Just six hours before the brutal attack, Caceres e-mailed a friend at the security office of the UNHCR in Skopje, Macedonia, aware that the mob was on its way.
“His e-mail correspondence was filled with so many wonderful details about his work, his life and his thoughts,” Montez said. “That is why I was not surprised that he wrote the e-mail sent to the UN as the mob was making its way to his office.”
“We sit here like bait, unarmed,” Caceres wrote. “These guys act without thinking and can kill a human being as easily (and painlessly) as I kill mosquitos in my room … I was in the office when the news came out that a wave of violence would soon pound Atambua. We sent most of the staff home. I just heard someone on the radio saying that they are praying for us …”
Last Wednesday’s bloody rampage was apparently sparked by the murder of a militiaman who was opposed to East Timor’s independence. Witnesses to the murder said some in the crowd accused the UN of ignoring their suffering.
Ogata said that the UNHCR had encountered many disturbances in the past month and that the overall security situation had deteriorated to the point that operations had been suspended for a short while two weeks ago.

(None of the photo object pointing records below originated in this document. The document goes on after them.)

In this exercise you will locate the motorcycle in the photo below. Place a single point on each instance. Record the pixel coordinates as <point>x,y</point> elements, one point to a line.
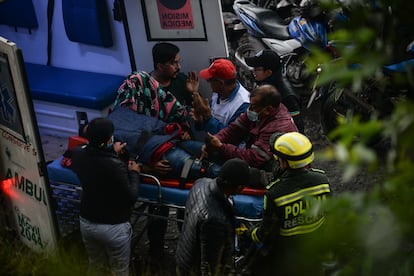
<point>371,99</point>
<point>290,36</point>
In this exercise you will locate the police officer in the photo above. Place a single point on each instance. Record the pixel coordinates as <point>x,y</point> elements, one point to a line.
<point>287,222</point>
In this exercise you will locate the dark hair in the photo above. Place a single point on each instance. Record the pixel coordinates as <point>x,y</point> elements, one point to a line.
<point>163,52</point>
<point>268,95</point>
<point>98,131</point>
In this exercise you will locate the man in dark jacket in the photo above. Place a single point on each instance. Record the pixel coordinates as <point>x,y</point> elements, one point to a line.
<point>206,243</point>
<point>109,190</point>
<point>265,116</point>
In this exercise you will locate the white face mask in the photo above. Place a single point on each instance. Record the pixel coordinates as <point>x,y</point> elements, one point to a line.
<point>252,115</point>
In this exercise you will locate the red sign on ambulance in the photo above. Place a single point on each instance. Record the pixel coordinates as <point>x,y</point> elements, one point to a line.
<point>175,14</point>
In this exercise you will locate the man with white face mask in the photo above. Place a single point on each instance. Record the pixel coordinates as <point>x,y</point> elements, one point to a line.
<point>265,116</point>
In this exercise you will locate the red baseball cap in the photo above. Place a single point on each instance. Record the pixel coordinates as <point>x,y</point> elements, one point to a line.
<point>221,69</point>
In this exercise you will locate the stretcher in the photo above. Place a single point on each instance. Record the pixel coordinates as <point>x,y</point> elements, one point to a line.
<point>66,191</point>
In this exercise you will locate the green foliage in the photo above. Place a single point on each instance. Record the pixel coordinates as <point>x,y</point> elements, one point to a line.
<point>371,233</point>
<point>17,259</point>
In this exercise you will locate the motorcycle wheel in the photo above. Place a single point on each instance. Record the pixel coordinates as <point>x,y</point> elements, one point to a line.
<point>341,103</point>
<point>249,46</point>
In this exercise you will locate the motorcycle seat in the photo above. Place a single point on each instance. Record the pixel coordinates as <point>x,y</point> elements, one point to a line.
<point>269,22</point>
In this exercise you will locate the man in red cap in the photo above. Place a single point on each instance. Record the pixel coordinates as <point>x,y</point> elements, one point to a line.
<point>228,101</point>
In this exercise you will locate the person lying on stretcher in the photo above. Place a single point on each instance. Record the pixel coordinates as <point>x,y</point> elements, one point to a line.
<point>153,141</point>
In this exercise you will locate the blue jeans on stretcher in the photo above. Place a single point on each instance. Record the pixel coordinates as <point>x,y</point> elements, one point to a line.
<point>190,149</point>
<point>107,244</point>
<point>177,156</point>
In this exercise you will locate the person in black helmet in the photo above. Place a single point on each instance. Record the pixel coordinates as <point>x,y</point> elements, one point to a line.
<point>206,243</point>
<point>109,190</point>
<point>267,70</point>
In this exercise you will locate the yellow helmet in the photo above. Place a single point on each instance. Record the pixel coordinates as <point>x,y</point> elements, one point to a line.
<point>293,147</point>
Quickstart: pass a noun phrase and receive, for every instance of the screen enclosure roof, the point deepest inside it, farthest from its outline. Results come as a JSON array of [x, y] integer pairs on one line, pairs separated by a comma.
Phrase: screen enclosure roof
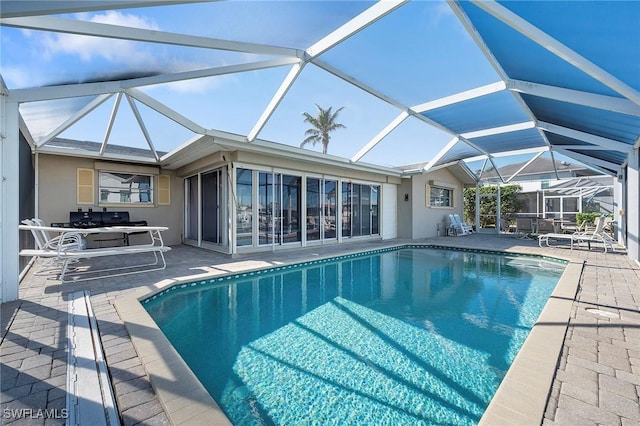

“Carlos was one fascinating and wonderful individual,” Montez said. “He was the type of friend that was truly devoted to each of his friends.”
“He felt very responsible for the refugees he encountered,” Montez said. “He would often say, ‘If I am not here, who is going to care about them? If I was not here, who would be?'”
Caceres’ sister, Elba, said her brother “would evacuate thousands of refugees from the militia, and the refugees would look at him as God because he was helping them. He gave up his life to help these people.”
“I don’t know what made him decide that he so wanted to help others that he traveled thousands and thousands of miles to help strangers,” she said.
Ogata said she had “expressed her concerns to Indonesian President Wahid … and was told that he shared in her mourning and that he was sending two battalions into West Timor to control the situation.”
“I hope very much that this tragedy will open the eyes of the assembled world leaders to the need to prevent and stop conflicts,” Ogata said.